O Grito - Munch.
INSPIRAÇÃO ARTIFICIAL
Olhos acesos no álcool. O incêndio nos
une e separa. Nada aprendi com o tempo, só com as cinzas, na dissolução das
coisas íntimas. A fúria enovelada em ternura toquei os ombros dos eventos
díspares e em meio ao tumulto deixei os gestos no escuro. Melhor que isso: bebi
a esmo um copo negro de esquecimento.
Contador
Borges.
Aquela
vaca maldita se esticou na cadeira com os dedos enrolados nos cachos idênticos
aos que eu imaginava que ele devia trazer entre as pernas e começou a dizer que
o GRANDE problema é que meu poema era datado, datado, repetia enquanto cruzava
as pernas abertas na tentativa vã de esconder o avesso de uma inexistente
buceta.
E
trazia mesmo, conforme descobri bem antes dela levar embora todos os clichês da
minha vida, além do carro, da televisão, do cachorro e da minha libido,
deixando na casa vazia apenas dois mudos canários amarelos e a típica sensação
rancorosa de quem toma um pé nas vísceras a cada manifestação amigável de
piedade.
Foi nessa mesma manhã chuvosa que
joguei fora todos meus livros de poesia, meus CDs de Bossa Nova, enfim, me
livrei dessas merdas todas e tomei minhas últimas garrafas de vinho. Embriagado,
entrei no chuveiro e escrevi no vapor dos azulejos: Meu pai sim é que era Macho
e imaginei que engraçado seria se meu pai estivesse ali nu e tive uma crise de
riso, mas a crise passou quando lembrei que se meu pai fosse vivo provavelmente
me esbofetearia: Maricas! Gritaria, e
por isso, decidi que nunca mais riria.
Acordei de ressaca. Uma espécie de euforia
tinha tomado conta de mim e a única coisa na qual conseguia me concentrar era
em uma mancha preta que me fitava do teto e ao passar a mão pelo meu pau ereto,
concluí perplexo, que além de estar com o pensamento rimado aquela era minha única amiga. Iniciei os movimentos,
primeiro com cuidado, depois mais rápido, até conseguir acertá-la em cheio,
minha porra respingou por todos os lados e antes de me levantar aliviado, tive
certeza de que ela sorriu.
Verifiquei feliz que o outro canário
havia morrido, agora seríamos só eu e a mancha a me fitar do infinito. Fiz café
e joguei um pouco para ela, como era bom ser casado com uma mancha fria. A
mancha era calma, submissa e não reclamava da sujeira. O telefone tocou, o
chefe da repartição queria saber quando eu voltaria. Dei uma resposta evasiva e
tirei o telefone do gancho para evitar novas interrupções.
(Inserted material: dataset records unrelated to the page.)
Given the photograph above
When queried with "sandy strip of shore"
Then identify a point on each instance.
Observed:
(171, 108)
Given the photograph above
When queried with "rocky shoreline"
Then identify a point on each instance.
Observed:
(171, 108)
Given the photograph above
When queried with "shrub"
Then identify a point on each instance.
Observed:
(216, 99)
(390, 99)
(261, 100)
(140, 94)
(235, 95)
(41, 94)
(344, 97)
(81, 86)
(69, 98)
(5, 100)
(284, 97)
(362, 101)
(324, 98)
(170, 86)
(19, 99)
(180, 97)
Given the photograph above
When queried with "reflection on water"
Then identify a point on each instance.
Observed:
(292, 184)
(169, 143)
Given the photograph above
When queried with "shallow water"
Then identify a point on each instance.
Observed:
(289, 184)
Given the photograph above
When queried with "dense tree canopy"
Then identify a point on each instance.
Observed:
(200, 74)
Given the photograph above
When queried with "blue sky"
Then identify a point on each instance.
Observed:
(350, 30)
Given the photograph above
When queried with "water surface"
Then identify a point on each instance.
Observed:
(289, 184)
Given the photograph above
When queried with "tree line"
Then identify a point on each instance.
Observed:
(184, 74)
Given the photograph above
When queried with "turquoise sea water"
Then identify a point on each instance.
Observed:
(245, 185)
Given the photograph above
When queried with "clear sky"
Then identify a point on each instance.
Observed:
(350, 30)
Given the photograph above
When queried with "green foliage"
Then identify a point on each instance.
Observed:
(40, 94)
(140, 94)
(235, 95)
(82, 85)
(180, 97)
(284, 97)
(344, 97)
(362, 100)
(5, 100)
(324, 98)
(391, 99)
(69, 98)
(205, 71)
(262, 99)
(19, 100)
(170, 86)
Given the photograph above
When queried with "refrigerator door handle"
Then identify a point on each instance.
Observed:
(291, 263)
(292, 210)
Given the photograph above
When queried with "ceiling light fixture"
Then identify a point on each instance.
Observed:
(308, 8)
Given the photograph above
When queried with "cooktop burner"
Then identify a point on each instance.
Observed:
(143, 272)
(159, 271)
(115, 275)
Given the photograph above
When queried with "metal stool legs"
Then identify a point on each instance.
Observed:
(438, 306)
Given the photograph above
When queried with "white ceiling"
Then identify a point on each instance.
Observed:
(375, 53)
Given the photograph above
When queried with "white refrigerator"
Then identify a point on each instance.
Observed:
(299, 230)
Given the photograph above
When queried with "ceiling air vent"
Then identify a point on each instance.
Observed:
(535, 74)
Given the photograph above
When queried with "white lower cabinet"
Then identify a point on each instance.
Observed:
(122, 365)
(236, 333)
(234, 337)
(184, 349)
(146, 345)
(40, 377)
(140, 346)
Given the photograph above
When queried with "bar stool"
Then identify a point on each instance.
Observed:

Arrependido, fui até
o lixo decidido a recuperar os livros de poesia, mas era tarde. Justo agora que
tinha arrumado uma musa. Expliquei a situação para a mancha e pedi que ela não
se chateasse, eu mesmo inventaria versos e cantaria. Peguei papel e caneta e me
deitei na cama, decidido a compor os poemas mais belos de amor que ela já vira,
mas, por mais que me esforçasse, os versos saíam sofríveis e a mancha ria, ria
e ria.
Aquilo virou uma obsessão: Eu acordava
todos os dias às oito horas em ponto com o barulho do despertador, fazia sexo
com a mancha, tomava banho e dividia o café com ela, depois me deitava na cama
e passava o dia na tentativa inútil de rabiscar versos capazes de
impressioná-la e enquanto a mancha indiferente só aumentava de tamanho eu
encolhia, até que, prostrado na cama, sem conseguir elaborar uma única rima
rica, constatei aterrorizado que não conseguia mais me levantar, a Mancha
sorrateira tinha se espalhado por todas as paredes, pelo guarda-roupa e pela
cama, tudo fedia e era impossível decifrar onde começava meu corpo e terminava
o da mancha - tudo era começo e fim. Desesperado, ainda tentei gritar ao ouvir
a campainha, mas a mancha me enfiou uma de suas infinitas tetas na boca e,
embalado, me acalmei lentamente até adormecer.